PROBLEM OF THE MONTH

October 2002






Show that if a_1,a_2,\ldots,a_n are all distinct integers, then the polynomial

P(X)=(X-a_1)^2(X-a_2)^2\cdots(X-a_n)^2+1

cannot be written as a product of two other (non-constant) polynomials with integer coefficients.

There are several possible solutions to this problem. Here is one short way to tackle it:

Suppose we can write the degree $ 2n$ polynomial $ P(X)$ as

$\displaystyle P(X)=f(X)g(X)$

for some nonconstant polynomials $ f(X)$ and $ g(X)$ with integer coefficients.
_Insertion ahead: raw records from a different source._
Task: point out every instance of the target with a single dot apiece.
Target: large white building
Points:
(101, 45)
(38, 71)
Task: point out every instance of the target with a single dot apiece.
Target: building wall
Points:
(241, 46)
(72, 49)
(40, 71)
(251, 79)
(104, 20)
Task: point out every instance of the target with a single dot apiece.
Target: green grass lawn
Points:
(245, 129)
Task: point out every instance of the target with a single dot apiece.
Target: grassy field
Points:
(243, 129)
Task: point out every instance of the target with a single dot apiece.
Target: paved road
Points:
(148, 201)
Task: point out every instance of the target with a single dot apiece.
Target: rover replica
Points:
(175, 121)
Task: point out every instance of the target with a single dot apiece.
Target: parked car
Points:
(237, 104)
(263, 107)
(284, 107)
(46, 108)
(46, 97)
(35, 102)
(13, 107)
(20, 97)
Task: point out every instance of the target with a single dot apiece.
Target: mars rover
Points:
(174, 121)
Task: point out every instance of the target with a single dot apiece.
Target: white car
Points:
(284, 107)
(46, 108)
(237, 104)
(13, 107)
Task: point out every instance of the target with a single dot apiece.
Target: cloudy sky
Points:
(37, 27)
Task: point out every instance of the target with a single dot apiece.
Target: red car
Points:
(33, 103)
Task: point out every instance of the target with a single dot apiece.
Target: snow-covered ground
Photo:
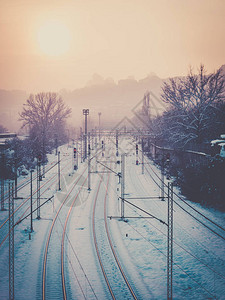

In particular one of these two polynomials will have degree at most $ n$, say $ f$. The polynomial $ P(X)$ takes only strictly positive values (being a perfect square $ +1$), so without loss of generality we may assume that both $ f(X)$ and $ g(X)$ take only strictly positive values for all real values of $ X$.

If we substitute now the integers $ a_i$ for $ X$ we get that

$\displaystyle 1=P(a_i)=f(a_i)g(a_i)$

for all $ i\in\{1,\ldots,n\}$, and since both $ f$ and $ g$ have integer coefficients it follows that

$\displaystyle f(a_i)=g(a_i)=1$

for all $ i$. Thus both polynomials $ f$ and $ g$ take the same value for $ n$ distinct values of $ X$, and since $ \deg(f)\le n$ it follows that the only possibility is that $ \deg(f)= \deg(g)=n$.

Taking the derivative of $ P(X)=f(X)g(X)$ and substituting then $ a_i$ for $ X$ leads to

$\displaystyle P'(a_i) = 0 = f'(a_i)g(a_i) + f(a_i)g'(a_i) = f'(a_i) + g'(a_i) $

In other words the degree $ n-1$ polynomial $ (f(X)+g(X))'$ vanishes at $ n$ distinct values of $ X$ and thus must be identically zero. Hence $ f(X)+g(X)$ is a constant polynomial, and by the above we must have

$\displaystyle f(X)+g(X)\equiv 2 $

Since $ f$ and $ g$ take only (positive) integral values for all integral value of $ X$, it follows that

$\displaystyle f(X)\equiv 1\qquad {\textrm{and}}\qquad g(X)\equiv 1, $

which is a contradiction since both $ f$ and $ g$ are polynomials of degree $ n\ge 1$.